The department is excited to welcome five incoming students next year: Ian Carpick, Richard Wang, and Sebahat Yağmur Kiper (PhD track) and Larry Lyu and Duygu Demiray (MA track). Their bios are attached below. Welcome, everyone!
Ian Carpick holds a BA in Linguistics from the University of British Columbia. His main interest is in the architecture of theoretical frameworks such as Optimality Theory, as well as theoretical phonology more generally, and long-distance interactions. His undergraduate thesis surveyed approaches to non-local dissimilation of nasal + obstruent clusters in the Austronesian languages Mori Bawah and Timugon Murut, and the Australian language Gurindji.
Duygu Demiray holds a BA in Linguistics from Boğaziçi University. Their research interests cluster around psycholinguistics, computational linguistics, and theoretical linguistics. Their BA thesis, “Estimating the Effect of Uninformed Responses: Application of an MPT Model,” applied a Bayesian MPT model on sentences processing results from Turkish to explore the effects of uninformed responses on experimental results.
Yağmur Kiper received a BA in Foreign Language Education and an MA in English Language Teaching from Middle East Tech University.

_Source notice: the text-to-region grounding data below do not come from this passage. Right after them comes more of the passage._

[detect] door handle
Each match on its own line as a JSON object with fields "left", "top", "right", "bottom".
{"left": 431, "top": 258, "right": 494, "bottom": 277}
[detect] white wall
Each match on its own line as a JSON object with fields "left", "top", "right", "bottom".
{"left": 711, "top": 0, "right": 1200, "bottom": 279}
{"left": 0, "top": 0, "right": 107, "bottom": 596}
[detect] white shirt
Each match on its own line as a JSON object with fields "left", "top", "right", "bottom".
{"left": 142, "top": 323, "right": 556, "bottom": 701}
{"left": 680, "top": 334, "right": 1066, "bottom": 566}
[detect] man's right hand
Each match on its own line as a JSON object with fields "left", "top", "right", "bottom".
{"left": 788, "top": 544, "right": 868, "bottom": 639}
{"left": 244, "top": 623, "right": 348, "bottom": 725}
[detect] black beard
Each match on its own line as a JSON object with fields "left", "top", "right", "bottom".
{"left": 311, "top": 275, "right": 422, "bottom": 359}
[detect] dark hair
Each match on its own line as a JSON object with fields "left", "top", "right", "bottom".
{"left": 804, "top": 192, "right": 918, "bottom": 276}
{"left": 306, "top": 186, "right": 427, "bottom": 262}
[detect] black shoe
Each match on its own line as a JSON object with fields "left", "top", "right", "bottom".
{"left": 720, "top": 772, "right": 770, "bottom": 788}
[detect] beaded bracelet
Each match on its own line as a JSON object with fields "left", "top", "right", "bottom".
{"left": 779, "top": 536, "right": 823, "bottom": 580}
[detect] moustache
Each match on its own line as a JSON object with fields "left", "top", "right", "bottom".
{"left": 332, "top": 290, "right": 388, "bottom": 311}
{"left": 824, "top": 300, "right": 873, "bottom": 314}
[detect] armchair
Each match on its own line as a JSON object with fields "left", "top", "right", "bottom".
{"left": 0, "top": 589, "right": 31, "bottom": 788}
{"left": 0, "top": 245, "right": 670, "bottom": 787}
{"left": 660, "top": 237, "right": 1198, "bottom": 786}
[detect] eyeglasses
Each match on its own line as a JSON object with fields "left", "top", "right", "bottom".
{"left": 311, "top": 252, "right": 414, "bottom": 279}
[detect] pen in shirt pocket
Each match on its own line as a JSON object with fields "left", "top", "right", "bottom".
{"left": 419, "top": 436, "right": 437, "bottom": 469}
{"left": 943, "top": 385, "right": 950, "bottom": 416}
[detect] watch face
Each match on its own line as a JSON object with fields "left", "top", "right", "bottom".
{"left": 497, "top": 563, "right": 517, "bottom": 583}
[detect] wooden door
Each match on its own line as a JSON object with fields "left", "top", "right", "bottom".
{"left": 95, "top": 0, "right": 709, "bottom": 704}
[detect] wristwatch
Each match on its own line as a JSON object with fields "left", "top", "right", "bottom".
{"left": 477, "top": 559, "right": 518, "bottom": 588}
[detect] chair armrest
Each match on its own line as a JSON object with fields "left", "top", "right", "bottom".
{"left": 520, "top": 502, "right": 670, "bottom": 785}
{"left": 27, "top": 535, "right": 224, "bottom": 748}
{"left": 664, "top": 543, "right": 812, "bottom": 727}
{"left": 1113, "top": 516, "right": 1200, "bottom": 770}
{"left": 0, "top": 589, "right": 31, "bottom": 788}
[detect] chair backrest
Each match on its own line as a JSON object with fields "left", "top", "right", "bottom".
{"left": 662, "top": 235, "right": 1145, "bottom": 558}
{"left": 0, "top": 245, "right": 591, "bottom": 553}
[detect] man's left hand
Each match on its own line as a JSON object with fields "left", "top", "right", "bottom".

Her main interest is in theoretical syntax. Her MA thesis, “In the Case of Sluicing,” sought to build unified analyses of sluicing in Turkish regardless of the clause type.
Larry Lyu is completing a BA in Linguistics at the University of Massachusetts-Amherst. His interest in the interaction of phonology and phonetics with historical linguistic theory and historical data has led him to explore diachronic sound change and high vowel fricativization in such languages as his native Nantong. In his free time, he collaborates with various activist groups on the documentation and revitalization of endangered languages.
Richard Wang is currently pursuing a BA and MA in Linguistics from UCLA. His interest in phonetics has led him to explore the phonetic cues to prosodic structures across languages, and his research in phonology has used OT to investigate the prosody of rhotic lenition in Mandarin. He would like to perform fieldwork on prosody, especially in the American Indigenous languages, Austronesian languages, and understudied Chinese varieties.